Marktumfeld: Transaktionen dauern länger, Finanzierung bleibt restriktiv
„Seit Mitte 2025 haben sich Verkaufsprozesse erneut deutlich erschwert und verlängert; derzeit rechnen wir mit Transaktionsdauern von deutlich mehr als sechs Monaten“, erklärt Meyer. Im zweiten Halbjahr 2025 konnten zwei Objektverkäufe aufgrund des Marktumfeldes nicht wie vorgesehen umgesetzt werden. In der Folge musste die für August 2025 vorgesehene Ausschüttung verschoben werden.
Ziel: Fairness, Gleichbehandlung und Schutz des Sondervermögens
„Die Aussetzung soll sicherstellen, dass Rückgabewünsche in einem geordneten und fairen Verfahren bearbeitet werden können und gleichzeitig das Sondervermögen für verbleibende Anleger zukunftsfähig erhalten bleibt“, sagt Meyer. Ohne die Maßnahme bestünde das Risiko, Rückgaben nur durch Notverkäufe bedienen zu können – typischerweise mit erheblichen Nachteilen für Fonds und Anleger.
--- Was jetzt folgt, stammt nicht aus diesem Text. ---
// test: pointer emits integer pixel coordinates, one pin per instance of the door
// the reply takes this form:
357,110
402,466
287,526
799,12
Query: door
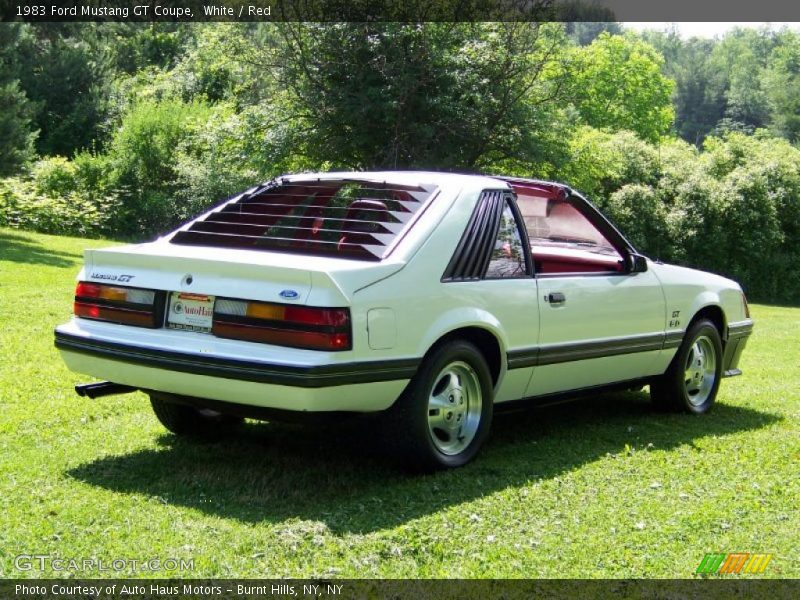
599,322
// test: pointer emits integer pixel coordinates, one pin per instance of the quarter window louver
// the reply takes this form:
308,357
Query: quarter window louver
473,253
341,218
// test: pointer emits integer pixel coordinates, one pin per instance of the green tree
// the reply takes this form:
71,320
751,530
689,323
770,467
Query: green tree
16,137
620,86
449,95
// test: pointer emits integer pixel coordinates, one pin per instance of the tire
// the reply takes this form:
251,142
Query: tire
444,415
188,421
692,380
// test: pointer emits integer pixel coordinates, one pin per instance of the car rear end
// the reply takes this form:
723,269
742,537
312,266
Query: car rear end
254,303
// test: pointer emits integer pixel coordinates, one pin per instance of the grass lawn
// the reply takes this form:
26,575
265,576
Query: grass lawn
599,488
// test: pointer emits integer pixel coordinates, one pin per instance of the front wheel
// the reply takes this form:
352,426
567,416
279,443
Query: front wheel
444,415
692,379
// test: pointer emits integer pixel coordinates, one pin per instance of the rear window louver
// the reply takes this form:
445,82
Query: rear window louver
340,218
473,253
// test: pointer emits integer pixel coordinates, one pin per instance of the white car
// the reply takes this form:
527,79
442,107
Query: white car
428,297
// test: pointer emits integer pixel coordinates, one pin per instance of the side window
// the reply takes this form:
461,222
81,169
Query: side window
565,241
508,259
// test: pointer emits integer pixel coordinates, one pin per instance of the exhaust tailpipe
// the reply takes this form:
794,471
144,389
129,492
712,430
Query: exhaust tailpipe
102,388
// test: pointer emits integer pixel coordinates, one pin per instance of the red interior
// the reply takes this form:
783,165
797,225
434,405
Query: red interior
565,260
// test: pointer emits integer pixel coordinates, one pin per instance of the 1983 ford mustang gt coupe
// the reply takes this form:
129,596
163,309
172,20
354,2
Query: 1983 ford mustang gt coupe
426,297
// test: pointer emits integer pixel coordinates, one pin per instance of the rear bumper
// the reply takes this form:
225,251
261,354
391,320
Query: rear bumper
735,342
356,387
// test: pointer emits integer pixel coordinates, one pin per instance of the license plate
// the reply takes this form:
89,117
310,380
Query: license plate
192,312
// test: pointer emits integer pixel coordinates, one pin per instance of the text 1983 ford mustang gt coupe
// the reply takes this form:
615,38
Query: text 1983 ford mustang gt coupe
428,297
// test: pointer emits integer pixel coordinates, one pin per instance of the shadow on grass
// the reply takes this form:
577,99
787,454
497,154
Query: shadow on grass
276,472
18,248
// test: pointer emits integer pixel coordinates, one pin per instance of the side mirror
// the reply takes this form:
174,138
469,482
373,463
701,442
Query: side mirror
636,263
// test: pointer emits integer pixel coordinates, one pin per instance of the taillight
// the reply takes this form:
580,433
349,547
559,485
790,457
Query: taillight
283,324
128,306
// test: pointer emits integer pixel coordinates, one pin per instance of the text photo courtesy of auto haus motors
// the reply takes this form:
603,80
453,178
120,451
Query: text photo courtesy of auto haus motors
426,298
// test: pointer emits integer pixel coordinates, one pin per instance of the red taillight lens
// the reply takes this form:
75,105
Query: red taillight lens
128,306
283,325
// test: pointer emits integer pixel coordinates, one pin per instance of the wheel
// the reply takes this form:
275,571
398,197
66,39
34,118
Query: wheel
182,419
443,417
691,382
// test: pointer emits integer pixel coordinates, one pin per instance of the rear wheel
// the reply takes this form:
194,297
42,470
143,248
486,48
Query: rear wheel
692,379
444,415
182,419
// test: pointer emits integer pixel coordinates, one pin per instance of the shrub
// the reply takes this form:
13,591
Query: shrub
23,206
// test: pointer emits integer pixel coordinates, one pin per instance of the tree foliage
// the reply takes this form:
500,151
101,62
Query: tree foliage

Der Fonds hat in den vergangenen Jahren Rückgaben in Höhe von rund 145 Mio. Euro (rund 31,6 % des Nettofondsvermögens) bedient und in den letzten zwei Jahren fünf Objektverkäufe im Bereich der aktuellen Verkehrswerte mit einem Volumen von 98 Mio. Euro umgesetzt. Die Wertentwicklung betrug in den letzten fünf Jahren +4,22 % (Stand 31.12.2025).
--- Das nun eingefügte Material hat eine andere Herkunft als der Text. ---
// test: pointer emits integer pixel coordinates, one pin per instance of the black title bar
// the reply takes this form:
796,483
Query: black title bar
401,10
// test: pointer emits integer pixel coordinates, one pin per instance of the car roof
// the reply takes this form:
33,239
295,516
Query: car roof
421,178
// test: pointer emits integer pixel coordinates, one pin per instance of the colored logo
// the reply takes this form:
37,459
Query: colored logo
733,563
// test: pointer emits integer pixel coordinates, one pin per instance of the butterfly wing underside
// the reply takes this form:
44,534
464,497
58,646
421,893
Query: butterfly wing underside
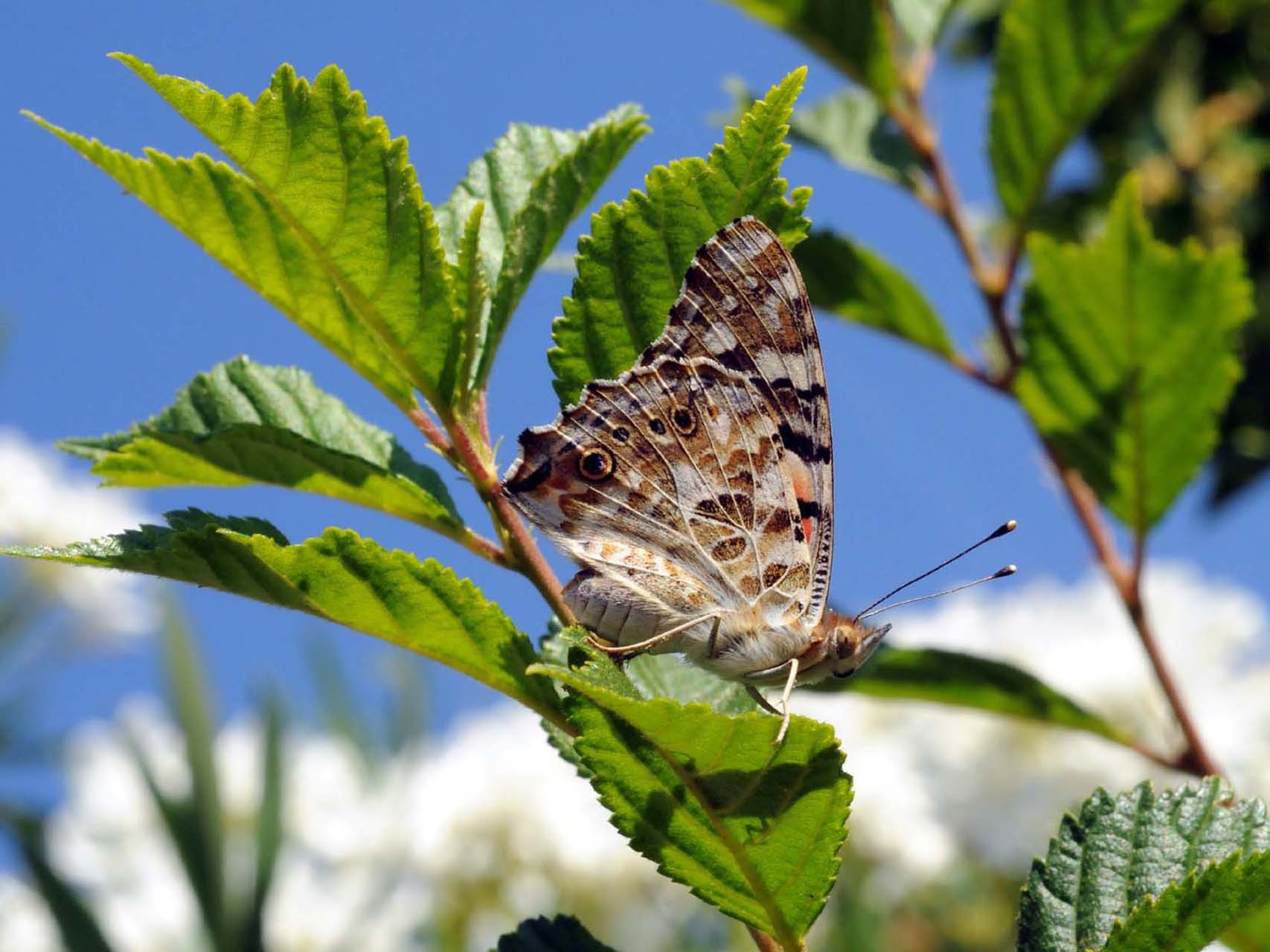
699,481
743,303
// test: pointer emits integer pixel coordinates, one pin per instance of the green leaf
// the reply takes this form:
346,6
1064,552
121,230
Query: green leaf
647,675
853,282
749,826
75,922
850,34
1057,62
630,268
533,183
1131,357
923,21
269,824
1140,872
559,934
855,131
966,681
195,820
1250,933
244,423
472,287
339,576
327,221
672,677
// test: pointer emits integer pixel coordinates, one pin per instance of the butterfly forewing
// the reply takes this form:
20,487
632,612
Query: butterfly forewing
680,460
743,305
699,483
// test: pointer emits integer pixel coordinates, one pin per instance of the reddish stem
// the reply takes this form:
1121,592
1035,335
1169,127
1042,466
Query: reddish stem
995,285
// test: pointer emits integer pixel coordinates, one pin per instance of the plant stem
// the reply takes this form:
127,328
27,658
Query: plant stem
765,942
1128,584
995,283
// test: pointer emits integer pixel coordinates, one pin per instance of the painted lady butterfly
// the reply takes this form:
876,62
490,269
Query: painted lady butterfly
696,490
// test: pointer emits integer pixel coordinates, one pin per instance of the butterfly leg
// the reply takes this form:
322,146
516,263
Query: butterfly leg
784,713
761,701
628,650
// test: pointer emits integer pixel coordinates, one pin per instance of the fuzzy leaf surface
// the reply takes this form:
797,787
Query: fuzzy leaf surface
853,282
1057,62
325,220
1141,872
533,183
749,826
923,21
244,423
966,681
339,576
1132,356
632,266
853,129
850,34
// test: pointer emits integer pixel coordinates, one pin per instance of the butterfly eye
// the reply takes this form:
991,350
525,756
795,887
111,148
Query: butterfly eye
684,422
596,465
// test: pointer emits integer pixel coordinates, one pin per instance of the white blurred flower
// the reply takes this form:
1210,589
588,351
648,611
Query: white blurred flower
472,837
43,503
490,826
934,782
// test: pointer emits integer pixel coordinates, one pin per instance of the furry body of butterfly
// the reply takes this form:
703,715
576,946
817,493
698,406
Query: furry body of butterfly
696,490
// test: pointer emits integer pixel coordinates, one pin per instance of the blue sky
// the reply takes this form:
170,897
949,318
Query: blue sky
109,310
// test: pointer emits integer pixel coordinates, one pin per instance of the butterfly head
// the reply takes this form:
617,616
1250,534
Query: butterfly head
846,645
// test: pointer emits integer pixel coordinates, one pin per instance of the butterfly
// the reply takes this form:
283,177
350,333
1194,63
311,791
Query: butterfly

Langfristig investierte Anleger erzielen positive Wertentwicklung
„Mittel- bis langfristig investierte Anleger erzielen trotz zwischenzeitlicher Marktschwankungen eine deutlich positive Wertentwicklung“, so Meyer. Seit Auflegung im Jahr 2010 hat der Fonds insgesamt eine Wertsteigerung von 105,38 % erzielt. Anleger, die zum Stichtag 31. Dezember 2025 seit zehn Jahren investiert waren, konnten eine Wertentwicklung von 57,01 % verzeichnen; bei einem Investitionszeitraum von fünf Jahren ergibt sich zum gleichen Stichtag ein Zuwachs von 4,22 %. Der WERTGRUND WohnSelect D ist seit 2010 am Markt aktiv und verfolgt von Beginn an eine klare Strategie: Investitionen ausschließlich in deutsche Wohnimmobilien mit langfristig stabilen Cashflows. Über mehr als 15 Jahre hinweg wurde so ein breit diversifiziertes, rein deutsches Wohnimmobilienportfolio aufgebaut.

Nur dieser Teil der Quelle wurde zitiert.